Но, по меньшей мере, неразумно пренебрегать уроками прежнего историцизма и по части его отношений с повседневностью, и по части изъянов исторической мстительности. И, конечно, важнейший из уроков историзма касается соотношения предопределения, свободы и ответственности.
Одной из первых проблем историзма является его соотношение с повседневностью. Чтобы история преподносила нам меньше трагических сюрпризов, надо по возможности сокращать разрыв между Большой историей и малой повседневностью. Нам не дано сделать исторический процесс прозрачным для нашего обыденного сознания. Но все же, чем глубже наша интуиция относительно прав на историю именно потерпевших и униженных, тем меньше вероятность того, что история окажется роком, перечеркивающим достижения преуспевших.
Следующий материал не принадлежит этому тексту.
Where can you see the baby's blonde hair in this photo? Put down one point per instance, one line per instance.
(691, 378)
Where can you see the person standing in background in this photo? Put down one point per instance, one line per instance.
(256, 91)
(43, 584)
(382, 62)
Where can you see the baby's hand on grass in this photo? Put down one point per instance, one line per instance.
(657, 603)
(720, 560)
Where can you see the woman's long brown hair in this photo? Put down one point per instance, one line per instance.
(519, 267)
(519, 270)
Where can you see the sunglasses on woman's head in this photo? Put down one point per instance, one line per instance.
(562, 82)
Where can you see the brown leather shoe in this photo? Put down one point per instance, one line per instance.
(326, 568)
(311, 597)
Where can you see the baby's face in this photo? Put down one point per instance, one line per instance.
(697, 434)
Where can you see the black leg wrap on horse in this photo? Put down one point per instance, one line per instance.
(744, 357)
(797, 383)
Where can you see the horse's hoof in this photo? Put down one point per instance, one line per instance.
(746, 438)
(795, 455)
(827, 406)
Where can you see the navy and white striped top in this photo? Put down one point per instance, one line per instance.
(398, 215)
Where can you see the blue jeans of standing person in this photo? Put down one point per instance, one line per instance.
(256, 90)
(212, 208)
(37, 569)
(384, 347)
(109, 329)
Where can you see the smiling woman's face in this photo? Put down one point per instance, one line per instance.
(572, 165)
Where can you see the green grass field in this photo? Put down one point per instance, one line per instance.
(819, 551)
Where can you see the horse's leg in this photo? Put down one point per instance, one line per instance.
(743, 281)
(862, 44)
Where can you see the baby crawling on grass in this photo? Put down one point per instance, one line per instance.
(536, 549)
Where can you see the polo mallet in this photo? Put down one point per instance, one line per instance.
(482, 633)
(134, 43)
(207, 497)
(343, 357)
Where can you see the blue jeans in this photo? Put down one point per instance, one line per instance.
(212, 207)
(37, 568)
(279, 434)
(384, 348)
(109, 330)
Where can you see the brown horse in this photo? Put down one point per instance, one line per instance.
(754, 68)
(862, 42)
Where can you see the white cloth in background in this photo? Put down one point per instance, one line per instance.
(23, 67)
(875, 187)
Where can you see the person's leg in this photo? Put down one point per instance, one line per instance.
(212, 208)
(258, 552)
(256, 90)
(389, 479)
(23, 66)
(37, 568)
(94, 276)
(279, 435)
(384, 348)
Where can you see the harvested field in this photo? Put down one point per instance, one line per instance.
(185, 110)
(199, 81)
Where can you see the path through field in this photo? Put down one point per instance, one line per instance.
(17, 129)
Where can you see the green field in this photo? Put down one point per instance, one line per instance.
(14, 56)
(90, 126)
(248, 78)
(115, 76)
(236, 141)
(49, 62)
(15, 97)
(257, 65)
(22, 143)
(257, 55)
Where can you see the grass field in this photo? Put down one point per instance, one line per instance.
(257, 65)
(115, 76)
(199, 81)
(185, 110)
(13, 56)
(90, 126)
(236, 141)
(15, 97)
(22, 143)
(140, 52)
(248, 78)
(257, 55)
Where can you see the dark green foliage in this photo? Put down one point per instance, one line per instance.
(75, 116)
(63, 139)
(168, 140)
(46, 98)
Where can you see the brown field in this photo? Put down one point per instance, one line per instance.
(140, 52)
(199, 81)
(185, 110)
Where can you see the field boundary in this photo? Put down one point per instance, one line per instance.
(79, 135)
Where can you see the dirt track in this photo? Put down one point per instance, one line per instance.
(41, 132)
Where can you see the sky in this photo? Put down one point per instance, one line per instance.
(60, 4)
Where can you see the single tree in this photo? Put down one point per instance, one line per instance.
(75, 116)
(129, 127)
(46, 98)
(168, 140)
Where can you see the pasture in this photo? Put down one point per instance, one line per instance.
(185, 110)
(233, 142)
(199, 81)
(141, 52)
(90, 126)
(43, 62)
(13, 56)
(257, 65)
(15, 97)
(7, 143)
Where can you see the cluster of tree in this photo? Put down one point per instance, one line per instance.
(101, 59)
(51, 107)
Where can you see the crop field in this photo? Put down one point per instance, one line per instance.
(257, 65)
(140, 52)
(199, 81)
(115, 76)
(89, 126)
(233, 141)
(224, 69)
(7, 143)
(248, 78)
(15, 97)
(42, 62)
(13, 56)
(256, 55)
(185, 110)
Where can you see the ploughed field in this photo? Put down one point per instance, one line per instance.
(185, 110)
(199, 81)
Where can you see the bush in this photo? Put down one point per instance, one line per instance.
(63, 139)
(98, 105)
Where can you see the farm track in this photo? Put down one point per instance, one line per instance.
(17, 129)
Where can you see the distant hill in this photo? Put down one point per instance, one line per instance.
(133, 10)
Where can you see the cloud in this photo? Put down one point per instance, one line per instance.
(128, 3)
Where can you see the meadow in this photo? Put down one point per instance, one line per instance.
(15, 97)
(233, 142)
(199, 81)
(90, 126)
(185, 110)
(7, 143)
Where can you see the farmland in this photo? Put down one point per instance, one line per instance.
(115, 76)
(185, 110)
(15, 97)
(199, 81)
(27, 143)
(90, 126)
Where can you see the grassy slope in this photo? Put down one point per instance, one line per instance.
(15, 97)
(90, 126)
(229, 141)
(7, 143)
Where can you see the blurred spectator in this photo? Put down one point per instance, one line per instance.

Словом, чтобы снизить вероятность апокалиптической революции, необходима перманентная революция повседневности, постоянно корректирующая поведение сильных по отношению к слабым, вместо того чтобы дожидаться, когда накопленные деформации породят взрыв.
Мы видим, что со времени эсхатологического прозрения, связанного с иудаистской апокалиптикой, оказались противопоставленными друг другу два типа социального бытия: жизнь в повседневности, лишенная больших исторических предчувствий, и жизнь, спроектированная на Историю. Если иметь в виду гетерогенные начала, на которых базируется западная цивилизация, то первый тип можно обозначить как эллинский, второй — как иудаистский.
Соответствующие начала много раз сталкивались в истории Европы, придавая ей напряженно-драматический, прерывистый характер. При этом эллинистический тип бытия в мире основан на здравом смысле, иудаистский — на великом учении. Первый является Достоянием индивидуального обыденного сознания, второй — коллективной веры, имеющей к тому же эзотерический характер, адресованный посвященным (с возникновением христианства).
После драматической интермедии, связанной с полемикой между христианским иррационалистом Тертуллианом и христианскими адептами греческого Логоса, в Европе на тысячу лет утвердилась концепция истолковываемой (не противоразумной, но лишь сверхразумной) Божественной воли. Христианство, вышедшее из рук средневековых богословов, получило статус великого папистского учения, которым безраздельно владеет Церковь как институт дарующий спасение.
В средневековой картине мира христиане выступают в коллективной ипостаси богоспасаемого народа, противопоставленного всем остальным. Церковь, установившая сугубо институциональный путь к Богу, объявила: пути к спасению известны, но только ей —. вне Церкви — любое душеспасательное усердие бессмысленно Таким образом, три важнейших принципа иудаистской апокалиптики — принципы единой коллективной судьбы, коллективной веры и коллективного завета (договора) — оказались воспроизведенными средневековой христианской Европой.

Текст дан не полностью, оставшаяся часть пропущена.